Pour le gouvernement, dirigé par le Premier ministre Ousmane Sonko, l’enjeu est de transformer cette croissance industrielle en emplois durables et en recettes fiscales pérennes. Le plan Sénégal 2050 place la transformation locale au cœur de sa stratégie, avec pour objectif de réduire les importations et de renforcer la position du pays dans les chaînes de valeur mondiales. La performance de septembre constitue un argument solide en faveur de cette politique, à condition que la tendance se confirme au quatrième trimestre.

Les défis à relever pour pérenniser cette croissance

Malgré ces résultats encourageants, plusieurs points de vigilance subsistent. La croissance à deux chiffres de l’industrie s’explique en partie par un effet de base favorable, l’année 2024 ayant été perturbée par des arrêts d’activité dans plusieurs unités industrielles. Par ailleurs, la soutenabilité de la dette publique reste un sujet de préoccupation pour les partenaires financiers, après la révélation de l’ampleur réelle des engagements accumulés sous la mandature précédente.

Pour autant, le bilan de septembre 2025 est globalement positif. Le Sénégal combine désormais une production d’hydrocarbures opérationnelle, un tissu industriel diversifié et une demande intérieure résiliente, contrairement à plusieurs de ses voisins ouest-africains confrontés à des instabilités sécuritaires ou politiques. Cette stabilité relative pourrait renforcer l’attractivité du pays auprès des investisseurs internationaux, notamment ceux du Golfe, qui renforcent leur présence dans les secteurs énergétique et logistique sénégalais.

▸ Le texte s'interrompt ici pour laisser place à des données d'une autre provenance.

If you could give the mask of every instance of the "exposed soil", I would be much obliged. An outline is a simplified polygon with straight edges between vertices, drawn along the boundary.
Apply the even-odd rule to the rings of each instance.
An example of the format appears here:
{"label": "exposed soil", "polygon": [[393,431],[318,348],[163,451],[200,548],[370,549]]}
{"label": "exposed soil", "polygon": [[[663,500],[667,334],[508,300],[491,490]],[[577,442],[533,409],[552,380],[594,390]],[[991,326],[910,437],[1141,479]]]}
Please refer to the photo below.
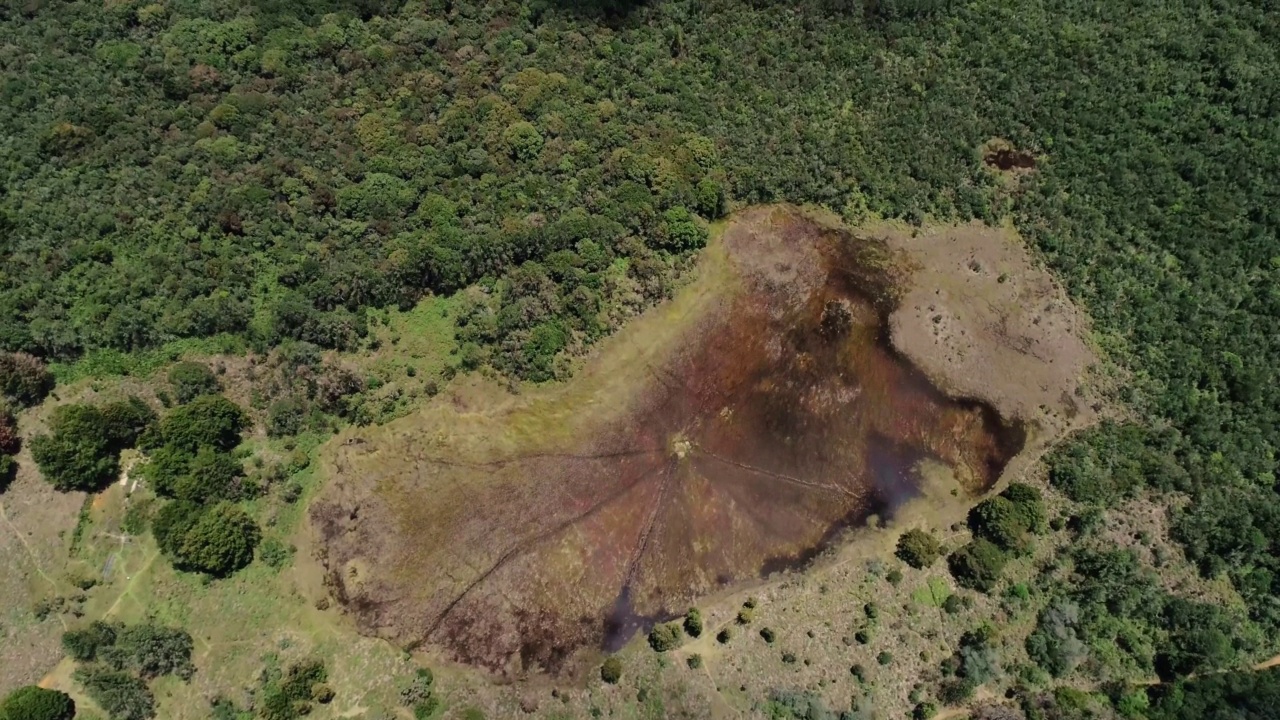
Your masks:
{"label": "exposed soil", "polygon": [[[892,514],[922,459],[980,495],[1025,439],[992,407],[1036,419],[1041,397],[998,369],[952,378],[974,368],[913,341],[919,288],[952,270],[924,264],[940,259],[955,258],[790,208],[739,214],[695,282],[573,382],[520,397],[462,384],[342,436],[311,509],[332,592],[402,646],[557,671]],[[890,346],[890,325],[956,397],[991,405],[940,392]],[[973,342],[1005,350],[970,355],[1018,360],[1038,382],[1027,373],[1044,360],[1019,356],[1036,348],[996,331]],[[1036,392],[1060,402],[1069,387]]]}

Les prochains mois seront déterminants pour confirmer cette tendance. La publication des comptes nationaux trimestriels par l’Agence nationale de la statistique et de la démographie (ANSD) permettra d’évaluer si cette accélération industrielle s’inscrit dans la durée. Les chiffres de septembre marquent en effet le pic le plus élevé enregistré depuis le début de l’année, selon les dernières analyses disponibles.